Pic démographique français attendu en 2040 malgré une baisse de la natalité

Image d'illustration. Drapeau français au ventADN
La France pourrait atteindre un pic démographique avec 70 millions d'habitants en 2040, mais pourquoi anticipons-nous un déclin de la population par la suite ?
Tl;dr
- La population française devrait atteindre 70 millions d’habitants vers 2040.
- La fécondité en baisse pourrait entraîner un excès de décès dès 2027.
- La croissance démographique repose désormais sur le solde migratoire.
Projection démographique : une France à 70 millions d’habitants ?
Selon une étude récente de l’Institut national d’études démographiques (Ined), la population française devrait atteindre un « pic » d’environ 70 millions d’habitants dans les années 2040, malgré une natalité en berne. Au 1er janvier 2025, le pays comptait environ 68,6 millions d’habitants, soit une augmentation annuelle de 0,25%.
Un solde naturel en diminution
L’étude souligne que le solde naturel, c’est-à-dire la différence entre le nombre de naissances et de décès, ne contribue qu’à hauteur d’un dixième à la croissance de la population. Deux facteurs principaux expliquent cette tendance. D’une part, le nombre de décès a augmenté avec l’arrivée des générations du baby-boom à des âges de forte mortalité. D’autre part, le nombre de naissances a diminué en raison d’un repli de la fécondité.
Une fécondité en baisse
Les démographes évoquent plusieurs causes à ce repli de la fécondité : les aspirations des Français qui évoluent, ou encore des inquiétudes liées à des incertitudes économiques, politiques ou climatiques. « Il y a une perspective un peu vertigineuse de la disparition de la population. Mais en France, on n’est pas du tout dans cette situation-là. », commente Laurent Toulemon, l’un des co-auteurs de l’étude de l’Ined.
Si la fécondité se maintient au niveau de 2024, soit 1,62 enfant par femme, le nombre de décès pourrait être supérieur à celui des naissances dès 2027.
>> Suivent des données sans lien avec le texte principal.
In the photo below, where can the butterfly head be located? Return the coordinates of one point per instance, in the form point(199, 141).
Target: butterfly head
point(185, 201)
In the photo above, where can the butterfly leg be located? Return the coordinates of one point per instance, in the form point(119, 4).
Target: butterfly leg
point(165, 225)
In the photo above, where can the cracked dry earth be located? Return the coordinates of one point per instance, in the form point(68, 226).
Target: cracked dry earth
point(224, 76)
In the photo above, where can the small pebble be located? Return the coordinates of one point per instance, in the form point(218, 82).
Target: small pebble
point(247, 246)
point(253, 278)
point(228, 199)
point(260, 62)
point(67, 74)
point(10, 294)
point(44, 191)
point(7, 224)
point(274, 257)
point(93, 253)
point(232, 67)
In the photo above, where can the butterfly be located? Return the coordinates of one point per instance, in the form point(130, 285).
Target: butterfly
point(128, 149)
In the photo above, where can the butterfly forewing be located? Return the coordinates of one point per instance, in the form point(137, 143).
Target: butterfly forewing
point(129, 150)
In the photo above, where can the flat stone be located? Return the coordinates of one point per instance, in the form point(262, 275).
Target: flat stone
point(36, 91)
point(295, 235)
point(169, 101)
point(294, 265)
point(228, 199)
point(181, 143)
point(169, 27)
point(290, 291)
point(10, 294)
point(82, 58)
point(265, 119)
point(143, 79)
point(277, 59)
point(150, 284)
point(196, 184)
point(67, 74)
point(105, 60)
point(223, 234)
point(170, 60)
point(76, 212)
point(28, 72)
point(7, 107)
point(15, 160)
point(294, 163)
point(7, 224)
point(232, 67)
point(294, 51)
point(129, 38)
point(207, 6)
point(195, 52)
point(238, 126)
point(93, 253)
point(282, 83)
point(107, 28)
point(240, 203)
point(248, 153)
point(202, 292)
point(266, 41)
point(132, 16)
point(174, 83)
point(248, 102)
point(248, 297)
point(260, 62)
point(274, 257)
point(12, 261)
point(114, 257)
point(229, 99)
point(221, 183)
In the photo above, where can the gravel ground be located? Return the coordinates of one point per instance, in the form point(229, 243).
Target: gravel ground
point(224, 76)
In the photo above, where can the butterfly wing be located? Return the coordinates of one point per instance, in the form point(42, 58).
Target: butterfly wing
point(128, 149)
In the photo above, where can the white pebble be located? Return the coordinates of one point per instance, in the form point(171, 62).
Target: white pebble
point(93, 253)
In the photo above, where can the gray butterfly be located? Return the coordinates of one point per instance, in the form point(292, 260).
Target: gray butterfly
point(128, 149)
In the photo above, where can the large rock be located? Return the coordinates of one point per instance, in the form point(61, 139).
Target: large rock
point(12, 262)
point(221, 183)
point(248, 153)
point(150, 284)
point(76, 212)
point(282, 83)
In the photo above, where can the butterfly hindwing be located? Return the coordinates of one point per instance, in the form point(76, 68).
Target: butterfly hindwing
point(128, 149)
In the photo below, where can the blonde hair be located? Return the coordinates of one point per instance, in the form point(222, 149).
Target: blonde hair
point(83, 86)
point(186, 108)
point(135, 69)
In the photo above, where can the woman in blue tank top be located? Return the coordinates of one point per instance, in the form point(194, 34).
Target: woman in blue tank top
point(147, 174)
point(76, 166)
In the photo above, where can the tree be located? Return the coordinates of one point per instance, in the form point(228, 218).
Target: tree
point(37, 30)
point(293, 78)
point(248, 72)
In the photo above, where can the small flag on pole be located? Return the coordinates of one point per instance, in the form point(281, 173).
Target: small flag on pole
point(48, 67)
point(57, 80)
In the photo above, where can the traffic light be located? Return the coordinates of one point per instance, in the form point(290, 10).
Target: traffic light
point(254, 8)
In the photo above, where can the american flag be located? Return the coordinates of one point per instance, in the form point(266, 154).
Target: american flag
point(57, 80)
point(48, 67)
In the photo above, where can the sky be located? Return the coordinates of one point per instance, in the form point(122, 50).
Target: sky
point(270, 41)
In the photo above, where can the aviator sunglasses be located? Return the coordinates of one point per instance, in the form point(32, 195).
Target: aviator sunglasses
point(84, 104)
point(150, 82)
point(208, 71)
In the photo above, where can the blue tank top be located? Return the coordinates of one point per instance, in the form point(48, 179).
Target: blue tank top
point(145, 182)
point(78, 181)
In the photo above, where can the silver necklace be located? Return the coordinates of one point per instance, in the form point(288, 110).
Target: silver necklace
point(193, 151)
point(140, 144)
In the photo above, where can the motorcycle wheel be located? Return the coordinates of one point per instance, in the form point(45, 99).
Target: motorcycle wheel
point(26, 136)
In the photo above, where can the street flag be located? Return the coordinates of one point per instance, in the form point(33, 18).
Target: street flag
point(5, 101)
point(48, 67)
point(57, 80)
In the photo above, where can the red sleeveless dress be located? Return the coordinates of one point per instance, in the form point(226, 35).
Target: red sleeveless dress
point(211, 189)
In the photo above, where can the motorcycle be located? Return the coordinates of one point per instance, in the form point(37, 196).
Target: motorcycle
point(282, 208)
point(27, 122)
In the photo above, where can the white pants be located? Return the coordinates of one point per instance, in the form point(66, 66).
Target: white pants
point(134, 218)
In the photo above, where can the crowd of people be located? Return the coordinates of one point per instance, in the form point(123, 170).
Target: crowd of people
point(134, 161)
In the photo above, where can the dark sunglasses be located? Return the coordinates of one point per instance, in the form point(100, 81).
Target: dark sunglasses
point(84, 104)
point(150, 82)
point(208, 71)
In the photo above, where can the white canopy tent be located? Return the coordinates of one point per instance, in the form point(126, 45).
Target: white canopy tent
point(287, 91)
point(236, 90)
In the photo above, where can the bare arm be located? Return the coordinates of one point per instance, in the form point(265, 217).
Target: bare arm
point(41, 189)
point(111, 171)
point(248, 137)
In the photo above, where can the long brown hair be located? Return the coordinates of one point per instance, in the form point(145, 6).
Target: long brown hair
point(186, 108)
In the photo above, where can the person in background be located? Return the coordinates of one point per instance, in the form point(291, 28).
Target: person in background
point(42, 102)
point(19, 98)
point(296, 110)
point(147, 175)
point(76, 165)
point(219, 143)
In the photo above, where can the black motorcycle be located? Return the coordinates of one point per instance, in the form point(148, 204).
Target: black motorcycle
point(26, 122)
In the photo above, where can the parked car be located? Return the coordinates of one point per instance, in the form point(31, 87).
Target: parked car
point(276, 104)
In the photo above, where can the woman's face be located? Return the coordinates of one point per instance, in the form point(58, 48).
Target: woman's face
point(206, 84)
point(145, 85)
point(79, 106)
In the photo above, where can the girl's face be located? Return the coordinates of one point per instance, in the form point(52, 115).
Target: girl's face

Le solde migratoire, moteur de la croissance démographique
Dans l’Hexagone, la croissance de la population repose désormais principalement sur le solde migratoire, c’est-à-dire la différence entre le nombre de personnes entrées et celles sorties du territoire. « Il y a tout un effort de la société à faire pour bien accueillir les migrants, qui sont un apport à la population et une richesse à condition qu’ils soient intégrés. », souligne Laurent Toulemon.
Si la natalité et le solde migratoire se maintiennent au niveau de 2024, la population pourrait encore augmenter pendant deux décennies pour atteindre un plafond de 70 millions d’habitants dans les années 2040 avant de refluer progressivement pour s’établir à 68 millions en 2070.
Une population de plus en plus âgée
En dépit de ces projections, l’Ined rappelle que des variations du taux de fécondité, du solde migratoire ou encore des chocs sanitaires pourraient modifier la taille et la composition de la population future. Ce qui est certain, c’est que la population française va vieillir de manière significative, ce qui entraînera une hausse des besoins en services à la personne.